7. The method according to claim 6, characterized in that, The method employs a deep deterministic policy gradient algorithm for offline training to obtain a general reinforcement learning model for continuous voltage control equipment regulation, including: The state space, action space, and reward function of the general reinforcement learning model are constructed. The state space includes the voltage amplitude of each node in the distribution network, the predicted output data of the multiple distributed power sources, and time information. The action space includes the reactive power output setpoints of the multiple continuous voltage control devices. The reward function is constructed to be negatively correlated with the deviation of the node voltage from the reference voltage. An Actor-Critic network based on a deep deterministic policy gradient algorithm is constructed. The Actor network takes grid state data as input and outputs reactive power regulation action data. The Critic network takes grid state data and reactive power regulation action data as joint input and outputs the reward function Q value corresponding to the reactive power regulation action data. Based on the intraday predicted power output data, the Actor-Critic network is trained offline in a simulated power distribution network environment, and the parameters of the Actor network and Critic network are updated alternately using the gradient descent method. After the offline training is completed, the parameters of the Actor-Critic network are saved to obtain the general reinforcement learning model.
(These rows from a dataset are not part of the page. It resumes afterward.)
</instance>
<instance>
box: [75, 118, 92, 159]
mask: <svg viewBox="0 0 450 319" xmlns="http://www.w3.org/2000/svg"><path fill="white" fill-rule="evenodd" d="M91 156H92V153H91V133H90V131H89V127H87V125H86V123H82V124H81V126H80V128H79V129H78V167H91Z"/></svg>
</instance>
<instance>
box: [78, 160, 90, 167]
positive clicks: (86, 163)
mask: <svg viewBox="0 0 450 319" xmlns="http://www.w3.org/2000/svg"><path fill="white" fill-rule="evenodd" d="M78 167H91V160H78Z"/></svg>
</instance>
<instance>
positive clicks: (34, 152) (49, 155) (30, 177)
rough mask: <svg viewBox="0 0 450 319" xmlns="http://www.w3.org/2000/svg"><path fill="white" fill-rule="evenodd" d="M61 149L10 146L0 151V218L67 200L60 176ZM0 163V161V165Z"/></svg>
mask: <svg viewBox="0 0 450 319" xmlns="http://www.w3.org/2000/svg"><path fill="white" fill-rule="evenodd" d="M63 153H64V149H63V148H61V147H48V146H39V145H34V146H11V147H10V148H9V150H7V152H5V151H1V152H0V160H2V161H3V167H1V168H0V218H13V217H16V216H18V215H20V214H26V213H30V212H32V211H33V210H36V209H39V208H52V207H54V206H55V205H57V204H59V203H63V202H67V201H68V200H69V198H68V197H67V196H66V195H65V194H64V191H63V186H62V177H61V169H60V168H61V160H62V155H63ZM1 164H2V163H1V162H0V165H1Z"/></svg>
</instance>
8. The method according to claim 1, characterized in that, The fine-tuning of the target reinforcement learning model includes: Based on the preset large model, the network layer parameters corresponding to the wind and light fluctuation feature extraction in the target reinforcement learning model are maintained. Based on the actual output data during the day, the parameters of the remaining network layers in the target reinforcement learning model are fine-tuned.
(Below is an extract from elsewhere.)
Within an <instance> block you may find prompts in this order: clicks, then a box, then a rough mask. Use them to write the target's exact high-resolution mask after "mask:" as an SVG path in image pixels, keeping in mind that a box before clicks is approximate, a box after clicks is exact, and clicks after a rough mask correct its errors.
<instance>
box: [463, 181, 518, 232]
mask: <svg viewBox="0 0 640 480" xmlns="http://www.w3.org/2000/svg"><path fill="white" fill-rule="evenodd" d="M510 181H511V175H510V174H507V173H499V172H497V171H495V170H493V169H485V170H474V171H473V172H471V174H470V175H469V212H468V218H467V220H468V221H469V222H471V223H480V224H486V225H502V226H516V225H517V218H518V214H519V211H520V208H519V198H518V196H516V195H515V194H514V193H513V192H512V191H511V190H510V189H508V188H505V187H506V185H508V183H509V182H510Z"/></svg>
9. A power distribution network voltage control device, characterized in that, include: The first construction module is used to construct the output probability model of each distributed power source based on the historical output data of each distributed power source in the distribution network. The second construction module is used to construct a day-ahead voltage control model based on the output probability model, with the goal of minimizing the active power loss of the distribution network and the node voltage over-limit risk index. The determination module is used to determine the first reactive power regulation command of multiple discrete voltage control devices in the distribution network and the reference voltage of each node in the distribution network within the first scheduling cycle, based on the day-ahead voltage control model. The third construction module is used to build a general reinforcement learning model based on the intraday predicted output data of each distributed power source and the reference voltage of each node. The transfer module is used to transfer the parameters of the general reinforcement learning model to the target reinforcement learning model; The fine-tuning module is used to fine-tune the target reinforcement learning model based on the actual daily output data of multiple distributed power sources. The generation module is used to generate second reactive power regulation instructions for multiple continuous voltage control devices in the distribution network within the second scheduling cycle using a fine-tuned target reinforcement learning model; each first scheduling cycle includes multiple second scheduling cycles.

10. A computer device, characterized in that, include: Memory, used to store computer programs; A processor for executing the computer program to implement the method of any one of claims 1-8.